Page 22 of The Seller

“Anywhere else,” I tell him. “We could go literally anywhere else.”

“What’s going on in Athens that has you so worried?”

I close my mouth. I can’t tell him. He’s not my confidante. He’s my captor. The one I fucked through the bars of the cage he kept me in while trying to break me. I can’t tell him what’s worrying me. I can’t tell him anything.

He gets out of the helicopter, walks around, and takes me by the hand. “Out,” he orders.

I step out, looking around and feeling my stomach churn. Athens is where this all started. It’s where I was taken from the bar by the skeezy guy who didn’t even really bother to hide that he was spiking my drink.

I saw the powder go in. I basically had to crane my head the other way while he stirred it with a straw, and then damn near hold my nose when I drank it because whatever he used made the whole thing taste like the inside of a tin can.

Waking up in Stavros’ basement was scary, but finding myself back here in fucking Athens of all places is terrifying. He wasn’t supposed to do this. He was supposed to fuck me a few times and hand me off to a buyer. Why can’t he just be the scumbag seller of flesh I know he is?

I have to accelerate things somehow. I have to get him to think I’m ready to sell.

“You’re quiet,” Stavros notes as he leads me down inside his beautiful mansion. I’m not one to be impressed by marble and chandeliers. I preferred the basement, if I am to be completely honest. Not that he cares.

“I wasn’t spoken to,” I say softly. This is how good, well broken, submissive girls act, I think. I hope.

He stops and turns my chin up toward him. “What is going on with you, Siri?”

“Nothing, sir.”

“Sir?” He smirks at me.

“Stavros?”

“No,” he says. “I like sir.”

He keeps leading me down the winding stairs, until he reaches a hall with a row of doors either side. I am taken into the third one on the left. It doesn’t matter. This is one house I do not intend on escaping from.
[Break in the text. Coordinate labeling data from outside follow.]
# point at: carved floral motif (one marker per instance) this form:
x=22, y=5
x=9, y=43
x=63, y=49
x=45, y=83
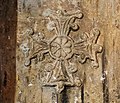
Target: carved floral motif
x=62, y=48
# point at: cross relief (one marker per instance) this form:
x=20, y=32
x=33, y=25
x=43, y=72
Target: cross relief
x=65, y=53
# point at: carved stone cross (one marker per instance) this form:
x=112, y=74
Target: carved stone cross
x=64, y=52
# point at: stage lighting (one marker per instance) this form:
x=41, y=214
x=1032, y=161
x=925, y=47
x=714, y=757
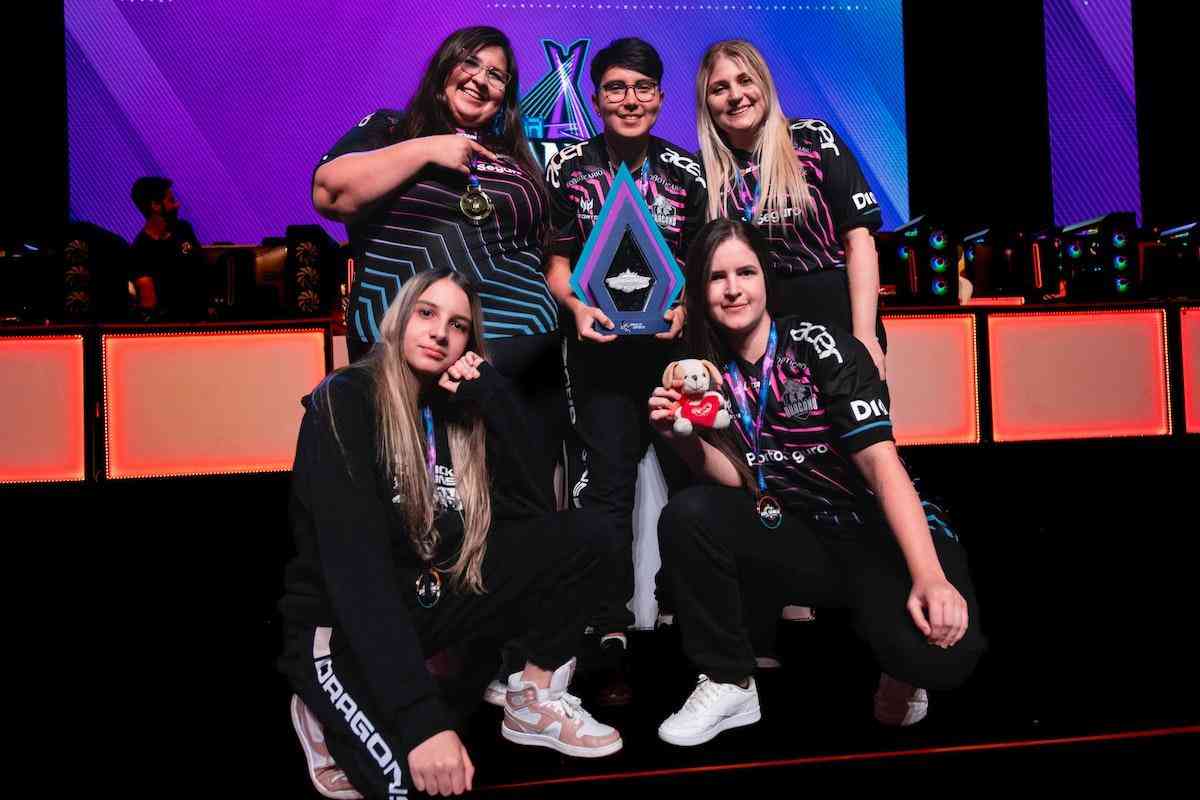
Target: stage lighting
x=1098, y=265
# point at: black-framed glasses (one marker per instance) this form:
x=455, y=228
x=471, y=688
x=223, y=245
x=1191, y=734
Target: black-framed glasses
x=471, y=65
x=615, y=91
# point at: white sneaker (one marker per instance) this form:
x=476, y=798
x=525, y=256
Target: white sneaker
x=797, y=614
x=495, y=692
x=556, y=719
x=325, y=775
x=898, y=704
x=711, y=709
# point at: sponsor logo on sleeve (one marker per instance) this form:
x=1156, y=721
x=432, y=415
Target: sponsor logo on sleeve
x=864, y=410
x=822, y=131
x=863, y=199
x=687, y=164
x=820, y=338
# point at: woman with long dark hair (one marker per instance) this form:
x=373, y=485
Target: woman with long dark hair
x=418, y=527
x=450, y=182
x=805, y=501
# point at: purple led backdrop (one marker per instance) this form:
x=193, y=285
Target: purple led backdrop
x=1092, y=103
x=235, y=101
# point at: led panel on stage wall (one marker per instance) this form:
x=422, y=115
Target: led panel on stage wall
x=933, y=378
x=207, y=402
x=1079, y=374
x=1189, y=334
x=42, y=409
x=238, y=101
x=1092, y=108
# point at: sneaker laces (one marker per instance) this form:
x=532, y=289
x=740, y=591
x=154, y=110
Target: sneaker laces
x=705, y=695
x=570, y=705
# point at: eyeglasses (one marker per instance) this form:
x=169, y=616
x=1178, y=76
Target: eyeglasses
x=616, y=91
x=471, y=65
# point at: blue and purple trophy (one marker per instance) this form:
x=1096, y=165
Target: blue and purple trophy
x=627, y=269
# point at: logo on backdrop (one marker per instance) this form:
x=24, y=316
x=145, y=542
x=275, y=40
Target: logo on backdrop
x=556, y=108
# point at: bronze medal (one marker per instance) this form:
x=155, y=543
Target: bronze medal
x=475, y=204
x=429, y=588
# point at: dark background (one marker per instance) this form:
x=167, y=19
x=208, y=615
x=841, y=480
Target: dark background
x=143, y=611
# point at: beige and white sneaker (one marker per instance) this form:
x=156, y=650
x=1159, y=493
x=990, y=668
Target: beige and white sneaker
x=711, y=709
x=496, y=692
x=898, y=704
x=553, y=717
x=325, y=775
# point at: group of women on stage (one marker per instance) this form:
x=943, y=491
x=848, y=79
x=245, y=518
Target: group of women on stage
x=424, y=504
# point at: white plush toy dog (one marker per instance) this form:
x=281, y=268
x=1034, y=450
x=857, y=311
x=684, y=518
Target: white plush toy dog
x=699, y=405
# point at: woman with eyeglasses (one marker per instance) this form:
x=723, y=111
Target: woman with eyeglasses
x=609, y=376
x=798, y=182
x=802, y=499
x=450, y=184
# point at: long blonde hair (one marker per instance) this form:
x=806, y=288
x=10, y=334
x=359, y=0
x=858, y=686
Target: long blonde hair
x=401, y=435
x=780, y=175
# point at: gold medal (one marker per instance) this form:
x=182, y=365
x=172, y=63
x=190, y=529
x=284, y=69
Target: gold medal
x=475, y=204
x=429, y=587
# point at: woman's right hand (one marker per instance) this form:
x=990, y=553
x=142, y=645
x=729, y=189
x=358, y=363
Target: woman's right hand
x=663, y=409
x=455, y=151
x=585, y=316
x=441, y=765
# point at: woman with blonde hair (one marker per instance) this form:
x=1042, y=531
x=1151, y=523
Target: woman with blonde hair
x=798, y=182
x=420, y=525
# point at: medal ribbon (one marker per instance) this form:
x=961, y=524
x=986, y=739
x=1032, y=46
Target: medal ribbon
x=748, y=200
x=753, y=428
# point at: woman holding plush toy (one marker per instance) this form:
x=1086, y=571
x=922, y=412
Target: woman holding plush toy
x=807, y=501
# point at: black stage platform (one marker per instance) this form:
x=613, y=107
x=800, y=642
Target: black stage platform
x=1084, y=555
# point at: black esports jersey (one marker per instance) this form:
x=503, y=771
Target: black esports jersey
x=579, y=179
x=827, y=402
x=420, y=227
x=802, y=241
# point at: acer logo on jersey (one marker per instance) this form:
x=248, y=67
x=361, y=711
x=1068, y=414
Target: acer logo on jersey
x=684, y=163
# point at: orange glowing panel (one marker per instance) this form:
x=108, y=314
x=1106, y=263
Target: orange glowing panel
x=41, y=409
x=1079, y=374
x=214, y=403
x=995, y=301
x=933, y=379
x=1189, y=331
x=341, y=353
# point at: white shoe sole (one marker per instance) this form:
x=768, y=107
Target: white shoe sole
x=543, y=740
x=495, y=697
x=310, y=757
x=708, y=734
The room is well appointed, but overly designed. I can tell a professional came in here and made this space look “homely”, but all they managed to do was clutter it with things that were too new and too fancy. It almost feels as though the whole place were wrapped in plastic which was only peeled off moments before I arrived.

There’s a window looking out over the city. A big beautiful glass pane which lets light stream in. I recoil from it. Athens is cursed, as far as I’m concerned. This city has harbored liars and murderers for thousands of years. I used to think the history was beautiful. Now it just seems oppressive, and the blood I once took so much pride in seems tainted.

“Siri.”

It takes me a moment to respond.

“Oh. Um. Yes?”

He’s looking at me again in that way he has, with those keen eyes which see so much more than they should. Stavros is nothing like what I expected. I thought he’d be brutal with me, but I was willing to pay the price of my flesh to escape this world. If I had to sacrifice some sex to get out of here, that was okay.

Now, I am more vulnerable than ever, and I think it might be showing, no matter how much I try to hide it.

“I know better than to ask you what is going on,” he says. “But, you can tell me.”

I am pulling closer to him, though I don’t mean to. He’s a bad man. I can’t start to think of him as some kind of hero. I chose him because I knew he was efficient and I knew he’d sell me to the right buyer.

“I can tell you? And then what?” A dark smirk curls my lips. He can’t help me. This was all set in motion long before he met me. He’s a pawn in this game as much as I am.

“And then I know,” he says.

“And what would you do if you knew? You lock me away and you fuck me in cages. You punish me with your belt. Why would I tell you anything? Just fucking sell me already and get your money.”

His fingers tighten on my chin. “I’ll sell you when I decide to,” he says. “You’re not in control, Siri. I don’t know why you can’t seem to understand that, let alone accept it.”

I was in control once. I might not be anymore, but that’s a temporary issue. I try to relax. I can’t keep making him think there’s something going on. I have to redirect all this energy to something that might make sense to him.